Telemedicine addresses today’s healthcare challenges. From an organizational perspective, remote patient monitoring is attractive to stakeholders because it solves the following industry challenges: the anticipated shortage of clinicians, changes in reimbursement mode, higher consumption demand, the development of digital technology, evolving regulations. In addition, the combination of telemedicine and automation can reduce the pressure on clinicians to perform repetitive tasks and allow them more time to focus on treating patients.
Telemedicine provides results for patients and providers: telemedicine pays off on both sides. It helps to synchronize care between providers, improve communication between doctors, enhance the management of chronic diseases, and enable providers to have more access to patient’s report. When performed by a team with clinical experience, it produces results. Remote patient monitoring can expand the access of patients and doctors to medical services, improve results, and patient participation, enhance nursing coordination, reduce cost, increase data sharing among suppliers and efficiency.

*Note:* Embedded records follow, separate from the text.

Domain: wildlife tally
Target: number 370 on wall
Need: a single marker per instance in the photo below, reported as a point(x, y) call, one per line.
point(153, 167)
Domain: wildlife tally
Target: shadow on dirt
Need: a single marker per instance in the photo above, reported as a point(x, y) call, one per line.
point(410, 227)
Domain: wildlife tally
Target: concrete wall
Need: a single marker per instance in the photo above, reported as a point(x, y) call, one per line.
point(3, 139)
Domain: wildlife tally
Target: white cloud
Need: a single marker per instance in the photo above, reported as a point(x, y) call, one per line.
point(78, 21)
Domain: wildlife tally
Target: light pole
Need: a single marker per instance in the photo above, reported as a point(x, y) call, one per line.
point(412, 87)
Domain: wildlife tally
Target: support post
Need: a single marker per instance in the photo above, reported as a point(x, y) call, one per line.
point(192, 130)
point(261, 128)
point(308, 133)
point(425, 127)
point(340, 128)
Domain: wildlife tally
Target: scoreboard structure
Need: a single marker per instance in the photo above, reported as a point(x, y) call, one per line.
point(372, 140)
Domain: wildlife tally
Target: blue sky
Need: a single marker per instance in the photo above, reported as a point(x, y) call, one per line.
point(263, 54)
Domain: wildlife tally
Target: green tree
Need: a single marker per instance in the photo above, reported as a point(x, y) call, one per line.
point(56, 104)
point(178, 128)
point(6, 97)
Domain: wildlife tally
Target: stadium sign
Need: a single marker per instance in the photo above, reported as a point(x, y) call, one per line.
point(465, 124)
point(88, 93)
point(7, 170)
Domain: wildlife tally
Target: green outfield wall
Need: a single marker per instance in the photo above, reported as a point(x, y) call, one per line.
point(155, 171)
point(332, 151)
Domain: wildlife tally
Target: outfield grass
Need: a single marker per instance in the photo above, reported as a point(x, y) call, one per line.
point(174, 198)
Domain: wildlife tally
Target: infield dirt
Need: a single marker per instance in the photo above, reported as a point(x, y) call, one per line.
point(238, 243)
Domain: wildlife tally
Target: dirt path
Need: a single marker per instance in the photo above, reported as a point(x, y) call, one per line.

It is not difficult to see how wearables used for telemedicine monitoring have gained a prominent position in the industry today. Initially, any device used to monitor the patient’s condition was limited to the clinical environment. The size and cost of this equipment means that it can only be used in limited circumstances, whether in the doctor’s office or in the ward.
It begins to change as electronic products continue to become smaller, lighter and more affordable. However, the real breakthrough comes from the emergence of the Internet of things, which refers to devices that can communicate wirelessly through Bluetooth, cloud servers and other means. Technology rarely stagnates, and telemedicine monitoring is no exception. As the use of connected devices becomes more and more common, wearable devices are ready to become an integral part of preventive medicine, which constantly checks the disease early warning signals of people at risk and manages the disease progression of those who have been diagnosed.